De tout ce que nous venons de voir, nous pouvons déjà tirer une conclusion, qui va être importante pour la suite de ce travail : un panneau solaire se comporte comme un générateur de courant parfait dans une plage de tension qui se situe entre 0 et n volts, n dépendant principalement du nombre de cellules connectées en série et de la température. Or, pour charger une batterie, la voie la plus courante est de réaliser un régulateur d’intensité afin de garantir que le courant maximum admissible par la batterie ne soit pas dépassé. Dans cette plage d’utilisation, le chargeur est donc un générateur de courant. Lorsque la tension de charge approche, la régulation en courant est remplacée par une régulation en tension, qui permet de garder une charge dite « flottante ». Dans l’absolu, une cellule solaire se comportant en générateur de courant, il suffit de lui adjoindre un interrupteur pour interrompre la charge lorsque la tension est atteinte pour réaliser un chargeur de batterie.

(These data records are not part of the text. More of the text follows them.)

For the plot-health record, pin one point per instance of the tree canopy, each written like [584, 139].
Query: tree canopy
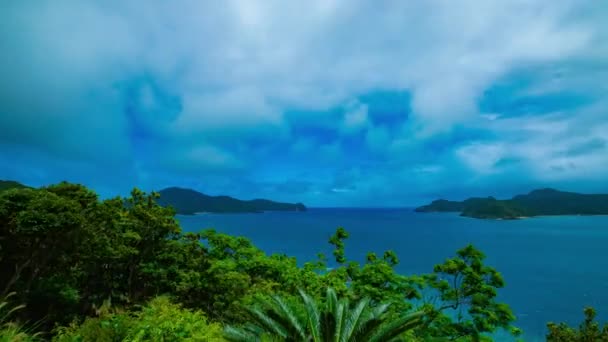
[123, 268]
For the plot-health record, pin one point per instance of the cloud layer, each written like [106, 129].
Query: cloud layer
[329, 102]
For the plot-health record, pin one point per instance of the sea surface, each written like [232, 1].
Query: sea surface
[553, 266]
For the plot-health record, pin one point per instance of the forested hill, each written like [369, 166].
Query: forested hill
[538, 202]
[5, 185]
[188, 201]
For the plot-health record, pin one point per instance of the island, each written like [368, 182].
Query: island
[7, 185]
[189, 202]
[540, 202]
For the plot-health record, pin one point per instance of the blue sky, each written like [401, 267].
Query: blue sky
[328, 102]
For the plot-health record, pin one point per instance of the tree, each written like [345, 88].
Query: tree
[464, 298]
[588, 331]
[280, 319]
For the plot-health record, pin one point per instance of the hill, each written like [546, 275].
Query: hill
[536, 203]
[6, 185]
[188, 201]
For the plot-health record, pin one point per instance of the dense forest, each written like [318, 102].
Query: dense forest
[77, 268]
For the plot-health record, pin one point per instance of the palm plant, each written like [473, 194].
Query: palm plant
[11, 331]
[335, 320]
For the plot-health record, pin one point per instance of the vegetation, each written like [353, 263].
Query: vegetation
[186, 201]
[588, 331]
[121, 269]
[332, 320]
[537, 202]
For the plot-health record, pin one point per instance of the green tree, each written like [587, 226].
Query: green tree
[588, 331]
[159, 320]
[463, 292]
[278, 319]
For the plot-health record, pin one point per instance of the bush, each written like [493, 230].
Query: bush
[160, 320]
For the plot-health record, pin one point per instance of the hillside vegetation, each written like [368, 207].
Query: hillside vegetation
[77, 268]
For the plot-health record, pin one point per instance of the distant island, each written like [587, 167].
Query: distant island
[188, 202]
[536, 203]
[6, 185]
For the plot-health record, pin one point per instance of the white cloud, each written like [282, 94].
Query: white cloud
[482, 157]
[355, 118]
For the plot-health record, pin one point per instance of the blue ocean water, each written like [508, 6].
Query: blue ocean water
[553, 266]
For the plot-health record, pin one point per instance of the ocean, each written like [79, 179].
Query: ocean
[553, 266]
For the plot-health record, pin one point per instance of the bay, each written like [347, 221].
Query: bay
[553, 266]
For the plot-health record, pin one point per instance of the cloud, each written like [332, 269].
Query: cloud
[165, 92]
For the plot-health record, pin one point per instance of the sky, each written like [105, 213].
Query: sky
[326, 102]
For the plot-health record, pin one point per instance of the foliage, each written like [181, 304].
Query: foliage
[335, 319]
[588, 331]
[11, 331]
[468, 288]
[160, 320]
[66, 252]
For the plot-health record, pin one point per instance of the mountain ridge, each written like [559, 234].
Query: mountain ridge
[187, 201]
[538, 202]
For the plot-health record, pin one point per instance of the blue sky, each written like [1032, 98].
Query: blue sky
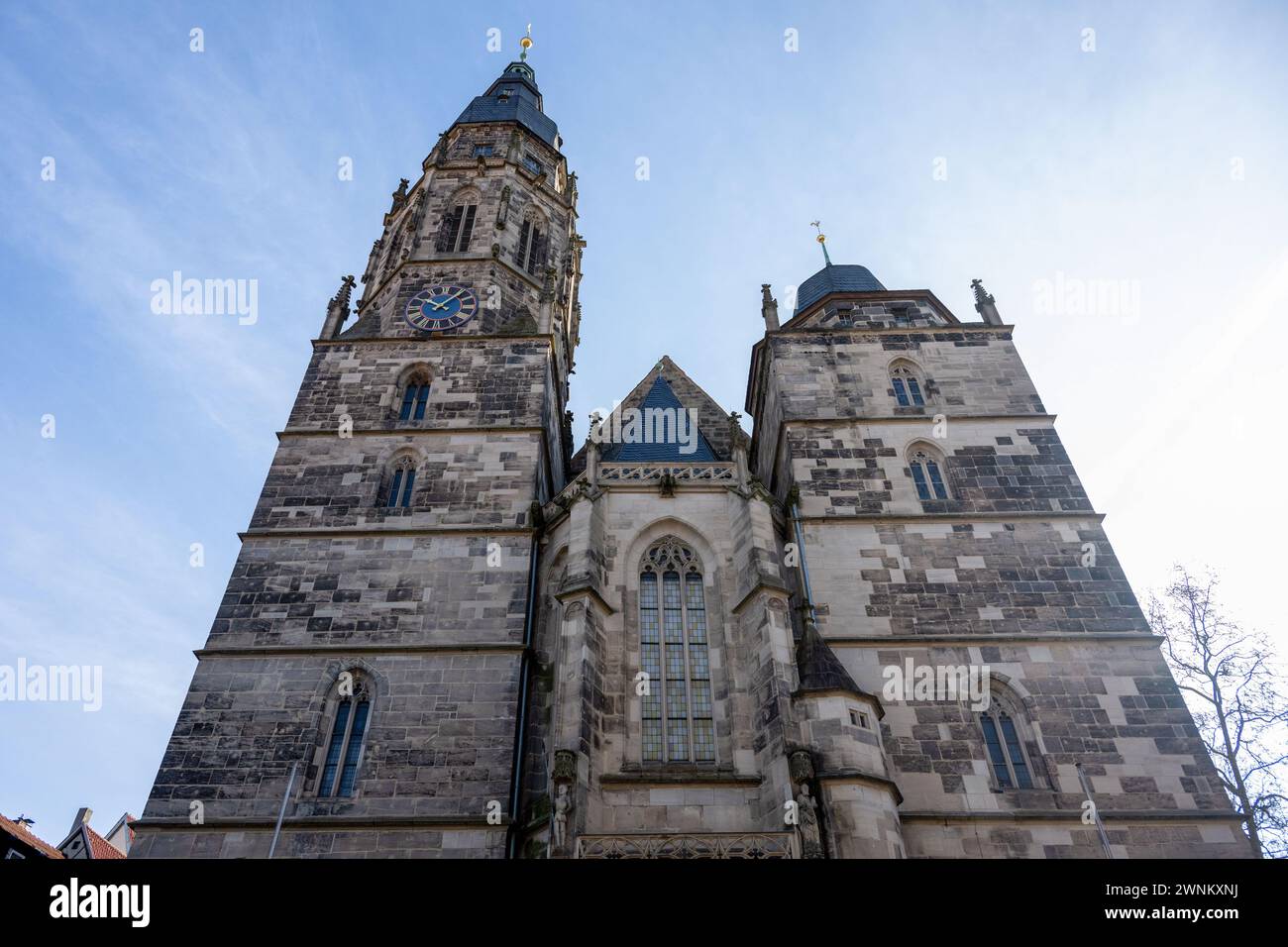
[1159, 158]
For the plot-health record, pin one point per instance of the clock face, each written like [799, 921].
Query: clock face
[441, 307]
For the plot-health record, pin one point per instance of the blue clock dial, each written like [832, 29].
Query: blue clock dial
[436, 308]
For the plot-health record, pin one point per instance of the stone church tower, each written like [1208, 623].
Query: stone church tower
[885, 625]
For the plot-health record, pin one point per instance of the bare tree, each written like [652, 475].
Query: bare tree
[1233, 693]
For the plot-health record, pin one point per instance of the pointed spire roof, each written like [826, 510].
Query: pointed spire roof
[513, 97]
[820, 669]
[836, 278]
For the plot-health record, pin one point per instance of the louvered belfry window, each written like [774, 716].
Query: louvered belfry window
[677, 707]
[1005, 750]
[531, 247]
[454, 236]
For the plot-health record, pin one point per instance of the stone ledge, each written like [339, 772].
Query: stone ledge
[336, 822]
[984, 639]
[673, 779]
[862, 776]
[366, 532]
[322, 650]
[1074, 814]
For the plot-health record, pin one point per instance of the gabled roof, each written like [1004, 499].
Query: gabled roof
[661, 398]
[25, 835]
[101, 847]
[712, 419]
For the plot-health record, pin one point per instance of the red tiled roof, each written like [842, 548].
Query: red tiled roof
[21, 832]
[101, 847]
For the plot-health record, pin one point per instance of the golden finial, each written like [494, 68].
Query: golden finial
[822, 240]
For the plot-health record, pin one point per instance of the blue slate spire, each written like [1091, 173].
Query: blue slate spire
[836, 278]
[514, 97]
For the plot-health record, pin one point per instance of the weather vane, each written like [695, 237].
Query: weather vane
[822, 240]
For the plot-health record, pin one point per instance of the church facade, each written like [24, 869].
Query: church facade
[887, 624]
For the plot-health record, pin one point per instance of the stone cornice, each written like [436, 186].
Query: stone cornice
[1065, 815]
[761, 586]
[398, 432]
[862, 777]
[986, 639]
[310, 822]
[990, 517]
[571, 594]
[321, 651]
[549, 338]
[695, 777]
[928, 418]
[365, 532]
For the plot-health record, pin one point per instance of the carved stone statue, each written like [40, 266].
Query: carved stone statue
[806, 815]
[559, 818]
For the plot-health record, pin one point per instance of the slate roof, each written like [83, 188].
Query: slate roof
[836, 278]
[670, 450]
[818, 665]
[712, 419]
[522, 106]
[22, 834]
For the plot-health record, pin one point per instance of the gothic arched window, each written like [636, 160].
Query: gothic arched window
[402, 479]
[415, 397]
[458, 226]
[349, 725]
[927, 474]
[677, 707]
[907, 384]
[1004, 742]
[532, 245]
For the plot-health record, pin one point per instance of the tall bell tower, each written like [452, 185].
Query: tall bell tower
[370, 655]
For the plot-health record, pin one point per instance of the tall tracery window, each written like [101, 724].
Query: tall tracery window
[532, 247]
[677, 709]
[1005, 748]
[454, 235]
[907, 385]
[402, 479]
[926, 470]
[348, 729]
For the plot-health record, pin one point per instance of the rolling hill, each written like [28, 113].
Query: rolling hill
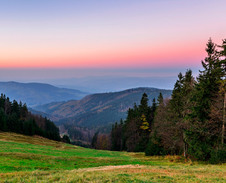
[38, 93]
[98, 110]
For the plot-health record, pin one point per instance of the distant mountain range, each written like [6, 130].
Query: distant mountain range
[38, 93]
[99, 109]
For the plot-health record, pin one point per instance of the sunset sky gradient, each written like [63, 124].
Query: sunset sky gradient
[101, 34]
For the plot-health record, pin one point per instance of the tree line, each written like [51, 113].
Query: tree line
[15, 117]
[191, 122]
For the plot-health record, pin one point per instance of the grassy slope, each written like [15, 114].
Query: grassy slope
[35, 159]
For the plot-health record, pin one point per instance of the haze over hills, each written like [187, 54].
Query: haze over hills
[38, 93]
[97, 110]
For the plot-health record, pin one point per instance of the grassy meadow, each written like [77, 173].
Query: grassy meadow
[36, 159]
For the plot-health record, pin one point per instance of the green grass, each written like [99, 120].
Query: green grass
[35, 159]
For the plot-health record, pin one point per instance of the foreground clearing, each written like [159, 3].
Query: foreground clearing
[35, 159]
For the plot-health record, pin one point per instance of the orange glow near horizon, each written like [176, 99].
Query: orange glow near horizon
[178, 55]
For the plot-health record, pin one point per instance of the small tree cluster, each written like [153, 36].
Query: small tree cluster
[16, 118]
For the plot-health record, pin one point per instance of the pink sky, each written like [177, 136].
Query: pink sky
[132, 34]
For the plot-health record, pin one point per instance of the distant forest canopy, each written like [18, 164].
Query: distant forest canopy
[16, 118]
[191, 123]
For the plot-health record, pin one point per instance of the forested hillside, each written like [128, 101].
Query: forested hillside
[97, 112]
[15, 117]
[191, 123]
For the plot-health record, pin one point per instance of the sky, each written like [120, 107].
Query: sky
[48, 40]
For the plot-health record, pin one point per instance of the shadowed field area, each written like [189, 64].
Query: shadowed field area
[36, 159]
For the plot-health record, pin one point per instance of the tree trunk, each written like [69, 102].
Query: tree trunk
[185, 146]
[223, 125]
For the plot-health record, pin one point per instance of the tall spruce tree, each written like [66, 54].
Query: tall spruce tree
[203, 135]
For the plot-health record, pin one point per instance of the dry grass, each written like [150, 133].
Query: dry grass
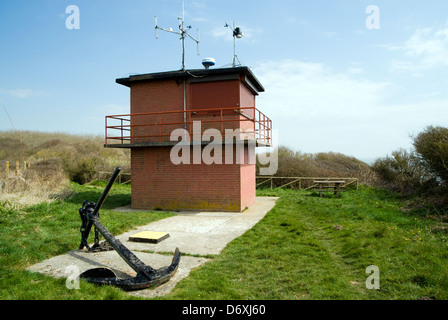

Je vous propose de reprendre la première courbe, annotée, et de regarder ce qui se passe lorsque l’on connecte directement une batterie aux bornes d’un panneau solaire via une diode :

Pour une batterie acide-plomb et dans le cadre d’une utilisation normale, la tension de charge évolue entre 11 et 14,8 volts, 95% de la charge s’effectuant entre 11 et 14 volts. Le panneau solaire étant assimilable à une source de courant, c’est la batterie (et en particulier sa résistance interne) qui impose la tension. Nous reviendrons ultérieurement sur les batteries, et en particulier sur ces bonnes vieilles batteries au plomb, qui ont peut être un mauvais rapport de puissance par rapport à leurs poids, mais qui ont l’avantage d’avoir un bon rapport prix par rapport à l’énergie stockée.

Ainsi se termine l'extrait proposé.